Adriane Fugh-Berman, professeur de pharmacologie et de physiologie, Université de Georgetown
Joel Lexchin de l’Université York à Toronto, qui publie des recherches sur les conflits d’intérêts, suggère que les agences gouvernementales devraient publier tout ce que les experts leur divulguent, au lieu de choisir ce qu’elles doivent rendre public.
Il convient qu’un formulaire de divulgation standardisé et universel faciliterait la conformité pour les personnes et aiderait à éviter la confusion sur les questions financières qui devraient être divulguées et ce que les institutions devraient rendre public.
Les gens peuvent légitimement suivre toutes les règles qu’ils rencontrent, mais des choses importantes peuvent toujours être laissées de côté. »

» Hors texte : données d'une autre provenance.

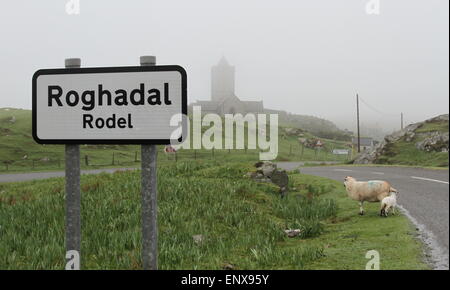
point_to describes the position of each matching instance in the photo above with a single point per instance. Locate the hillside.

Joel Lexchin, Université York, Toronto
L’enquête du BMJ a également révélé des liens étroits entre une revue médicale de premier plan et le processus d’autorisation de la FDA.
Le rédacteur en chef du New England Journal of Medicine (NEJM), Eric Rubin, a siégé aux comités d’autorisation et a voté pour recommander l’autorisation des vaccins Pfizer, Moderna et Johnson & Johnson covid-19.
Pfizer et Moderna ont ensuite publié leurs essais cliniques dans le NEJM. Pourtant, Rubin n’a déclaré aucun conflit d’intérêts aux trois panels de vaccins.
Interrogé par le BMJ s’il s’était récusé des décisions concernant les soumissions du NEJM, il a déclaré: « Dans l’ensemble, nous considérons que la profonde implication des éditeurs dans les communautés médicales et de recherche est une force, pas un problème. »
La source:
Référence de la revue :
Thacker, PD, (2021) Covid-19 : Dans quelle mesure les comités consultatifs américain et britannique sur les vaccins étaient-ils indépendants ?. BMJ. doi.org/10.1136/bmj.n1283.